By Richard Johnstone | 19 February 2013
Twenty more cities in England are to be given extra economic powers as part of the government’s City Deals programme, Deputy Prime Minister Nick Clegg has announced.
In a speech at the Mansion House last night, Clegg said that ministers would now start discussing devolution agreements with the cities, which include Brighton & Hove, Plymouth and Preston, plus some wider areas, such as Coventry and Warwickshire and Sunderland and the Northeast.
The 20 ‘wave 2’ areas have worked with their Local Enterprise Partnership to put forward proposals for additional powers following the publication of a shortlist last October. Bids were assessed based on whether they were ambitious, robust and could attract private sector investment.
Ministers initially stated that only proposals with the biggest potential impact would be approved but they have now decided to open discussions with all the areas.
Among the proposals, Brighton & Hove want to grow their environmentally focused technology sector; Coventry and Warwickshire plan to build on existing strengths in advanced manufacturing and engineering, while Ipswich seeks powers to improve training for local people.
A joint bid by Southampton and Portsmouth intends to drive the growth and diversification of the maritime sector in the area, while Sunderland/Northeast wants to expand its manufacturing base.
Clegg said the government would now work to develop the proposals in more detail and reach accords over the next year.
The first round of deals, with the eight core cities in England outside London last July, included devolution of some of Whitehall’s transport and skills funding to town halls.

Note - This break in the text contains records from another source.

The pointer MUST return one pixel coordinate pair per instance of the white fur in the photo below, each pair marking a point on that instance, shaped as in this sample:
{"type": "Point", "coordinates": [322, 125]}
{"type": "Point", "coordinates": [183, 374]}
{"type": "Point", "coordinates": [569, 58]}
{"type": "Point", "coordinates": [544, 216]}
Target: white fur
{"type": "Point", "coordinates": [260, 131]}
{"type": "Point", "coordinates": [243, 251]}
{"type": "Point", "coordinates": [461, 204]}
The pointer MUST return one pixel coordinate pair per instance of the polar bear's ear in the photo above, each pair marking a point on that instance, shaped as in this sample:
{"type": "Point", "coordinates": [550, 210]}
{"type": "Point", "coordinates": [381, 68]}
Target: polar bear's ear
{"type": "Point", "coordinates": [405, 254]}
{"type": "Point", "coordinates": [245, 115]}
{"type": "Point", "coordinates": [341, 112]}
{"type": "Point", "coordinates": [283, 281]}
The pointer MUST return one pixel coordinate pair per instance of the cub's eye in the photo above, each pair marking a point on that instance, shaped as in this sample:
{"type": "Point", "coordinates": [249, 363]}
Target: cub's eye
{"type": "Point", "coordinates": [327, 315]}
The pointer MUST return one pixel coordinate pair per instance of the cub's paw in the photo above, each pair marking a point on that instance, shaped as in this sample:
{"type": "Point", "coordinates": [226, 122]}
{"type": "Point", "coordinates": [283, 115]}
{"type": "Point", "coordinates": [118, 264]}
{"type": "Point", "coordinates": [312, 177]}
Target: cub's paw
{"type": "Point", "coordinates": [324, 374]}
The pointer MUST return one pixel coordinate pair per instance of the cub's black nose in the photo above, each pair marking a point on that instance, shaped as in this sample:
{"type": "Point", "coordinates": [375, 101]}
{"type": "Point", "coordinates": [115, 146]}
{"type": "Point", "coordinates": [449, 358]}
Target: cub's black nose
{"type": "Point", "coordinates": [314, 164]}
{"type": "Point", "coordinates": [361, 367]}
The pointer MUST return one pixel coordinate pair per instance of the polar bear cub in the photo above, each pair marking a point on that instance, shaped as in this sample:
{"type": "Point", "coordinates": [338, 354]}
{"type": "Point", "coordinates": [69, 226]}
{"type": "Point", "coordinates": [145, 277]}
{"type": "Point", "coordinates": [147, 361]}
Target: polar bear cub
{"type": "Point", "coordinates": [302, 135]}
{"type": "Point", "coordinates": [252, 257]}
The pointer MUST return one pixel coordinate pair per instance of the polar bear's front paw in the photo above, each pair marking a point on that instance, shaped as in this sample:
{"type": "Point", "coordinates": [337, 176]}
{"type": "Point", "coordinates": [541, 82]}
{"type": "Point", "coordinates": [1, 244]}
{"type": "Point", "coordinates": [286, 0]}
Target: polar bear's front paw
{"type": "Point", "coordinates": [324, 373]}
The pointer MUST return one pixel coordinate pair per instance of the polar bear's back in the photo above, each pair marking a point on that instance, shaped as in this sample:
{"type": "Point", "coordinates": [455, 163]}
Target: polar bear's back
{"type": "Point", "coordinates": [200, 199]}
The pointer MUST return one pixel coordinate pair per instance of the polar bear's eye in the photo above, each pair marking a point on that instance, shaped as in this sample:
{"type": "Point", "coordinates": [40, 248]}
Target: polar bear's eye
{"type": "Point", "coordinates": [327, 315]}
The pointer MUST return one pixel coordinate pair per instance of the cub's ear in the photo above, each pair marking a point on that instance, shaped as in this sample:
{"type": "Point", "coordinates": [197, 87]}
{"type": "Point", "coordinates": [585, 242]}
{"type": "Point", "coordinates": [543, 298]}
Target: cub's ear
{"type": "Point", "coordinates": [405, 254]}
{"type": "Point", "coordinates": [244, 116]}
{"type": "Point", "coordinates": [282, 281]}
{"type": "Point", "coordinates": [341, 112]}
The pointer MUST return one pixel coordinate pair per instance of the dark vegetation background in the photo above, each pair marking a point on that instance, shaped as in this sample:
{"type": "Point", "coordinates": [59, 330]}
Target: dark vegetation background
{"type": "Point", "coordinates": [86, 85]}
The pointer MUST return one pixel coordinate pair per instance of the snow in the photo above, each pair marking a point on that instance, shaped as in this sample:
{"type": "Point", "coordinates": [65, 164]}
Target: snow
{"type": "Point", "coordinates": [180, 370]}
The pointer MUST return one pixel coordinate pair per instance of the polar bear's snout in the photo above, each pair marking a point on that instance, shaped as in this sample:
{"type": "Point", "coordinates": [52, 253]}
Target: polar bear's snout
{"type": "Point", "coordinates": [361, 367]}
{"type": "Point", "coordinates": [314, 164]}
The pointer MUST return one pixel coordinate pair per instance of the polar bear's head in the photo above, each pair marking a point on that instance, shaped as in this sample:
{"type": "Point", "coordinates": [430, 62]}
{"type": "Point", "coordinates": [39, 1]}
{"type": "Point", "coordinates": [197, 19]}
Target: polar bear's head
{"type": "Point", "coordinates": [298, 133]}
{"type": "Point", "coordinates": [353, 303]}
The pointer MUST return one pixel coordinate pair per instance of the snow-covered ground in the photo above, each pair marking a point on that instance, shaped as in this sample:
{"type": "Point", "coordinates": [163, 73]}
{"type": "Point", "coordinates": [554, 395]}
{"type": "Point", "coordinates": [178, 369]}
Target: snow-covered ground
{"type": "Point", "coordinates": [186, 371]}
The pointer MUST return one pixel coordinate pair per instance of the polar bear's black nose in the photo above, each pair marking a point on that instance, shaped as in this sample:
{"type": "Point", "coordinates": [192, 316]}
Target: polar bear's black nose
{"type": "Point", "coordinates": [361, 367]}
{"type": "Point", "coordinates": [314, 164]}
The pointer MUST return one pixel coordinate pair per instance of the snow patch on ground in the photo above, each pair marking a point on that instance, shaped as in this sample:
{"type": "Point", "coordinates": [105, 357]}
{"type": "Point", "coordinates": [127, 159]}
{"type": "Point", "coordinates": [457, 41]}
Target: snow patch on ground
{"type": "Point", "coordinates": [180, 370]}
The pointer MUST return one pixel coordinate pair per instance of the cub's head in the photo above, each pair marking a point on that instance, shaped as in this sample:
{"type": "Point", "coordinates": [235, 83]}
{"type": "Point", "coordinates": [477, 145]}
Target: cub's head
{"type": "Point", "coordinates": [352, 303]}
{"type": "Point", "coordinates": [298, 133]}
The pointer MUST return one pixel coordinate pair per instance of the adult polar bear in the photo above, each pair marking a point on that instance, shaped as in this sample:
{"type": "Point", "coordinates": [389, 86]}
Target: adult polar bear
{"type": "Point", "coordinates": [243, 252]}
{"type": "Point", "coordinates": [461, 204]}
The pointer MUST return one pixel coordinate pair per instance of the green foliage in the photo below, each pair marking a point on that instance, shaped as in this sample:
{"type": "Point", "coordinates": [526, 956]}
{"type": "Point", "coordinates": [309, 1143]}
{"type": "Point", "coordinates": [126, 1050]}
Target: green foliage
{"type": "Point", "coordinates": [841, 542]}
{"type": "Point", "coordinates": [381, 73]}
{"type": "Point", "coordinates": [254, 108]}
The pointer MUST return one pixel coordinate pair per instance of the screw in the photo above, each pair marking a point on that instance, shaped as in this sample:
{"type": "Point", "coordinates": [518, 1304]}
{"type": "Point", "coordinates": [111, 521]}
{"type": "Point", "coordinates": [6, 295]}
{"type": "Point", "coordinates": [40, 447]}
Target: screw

This could be repeated in the second tranche of agreements.
The 20 cities have the chance to agree the powers they need to boost economic growth, Clegg said.
‘Even more places will be free from Whitehall control and have the tools to power their own growth. These deals help cities and their wider areas make once-in-a-generation changes that will be felt by everyone across their region.
‘Rather than let our industries and communities wither, we need to free up cities outside of London that have their own unique selling points.’
Cities minister Greg Clark added that although each city in England was different, they had been treated identically by central government for ‘decades’.
He added: ‘City Deals are a quiet revolution in the way Britain is governed. Rather than London laying down the law, cities have the right to do things their way. The stories of their own futures will be as individual as their unique histories.’
The 20 cities and city-regions are: the Black Country; Bournemouth and Poole; Brighton and Hove; Greater Cambridge; Coventry and Warwickshire; Hull and Humber; Ipswich; Leicester and Leicestershire; Milton Keynes and the South East Midlands; Greater Norwich; Oxford and Oxfordshire; Reading and Central Berkshire; Plymouth; Preston; Southampton and Portsmouth; Southend and South Essex; Stoke and Staffordshire; Sunderland and the North East; Swindon and Wiltshire; and Tees Valley.
The areas, proposed by the cities themselves and in some cases expanded from the initial bid, account for 41% of England’s population and 39% of the jobs market. When combined with the core cities, 71% of the population of England would be included in City Deals.
Responding to the announcement, the Local Government Association said it was a ‘very positive’ step, which reflected ‘the government’s increasing recognition that local areas are best placed to drive economic growth’.
But Peter Box, chair of the LGA’s economy and transport board, said there was a need to ‘accelerate the pace and scale of devolution and make deals available to all areas that want them’.
He added: ‘There is clearly varying degrees of buy-in from different government departments. We hope that the March Budget will carry through the promise of the Autumn Statement by confirming that all of the tools and levers needed to drive local growth will be made available to councils, local businesses and their partners.’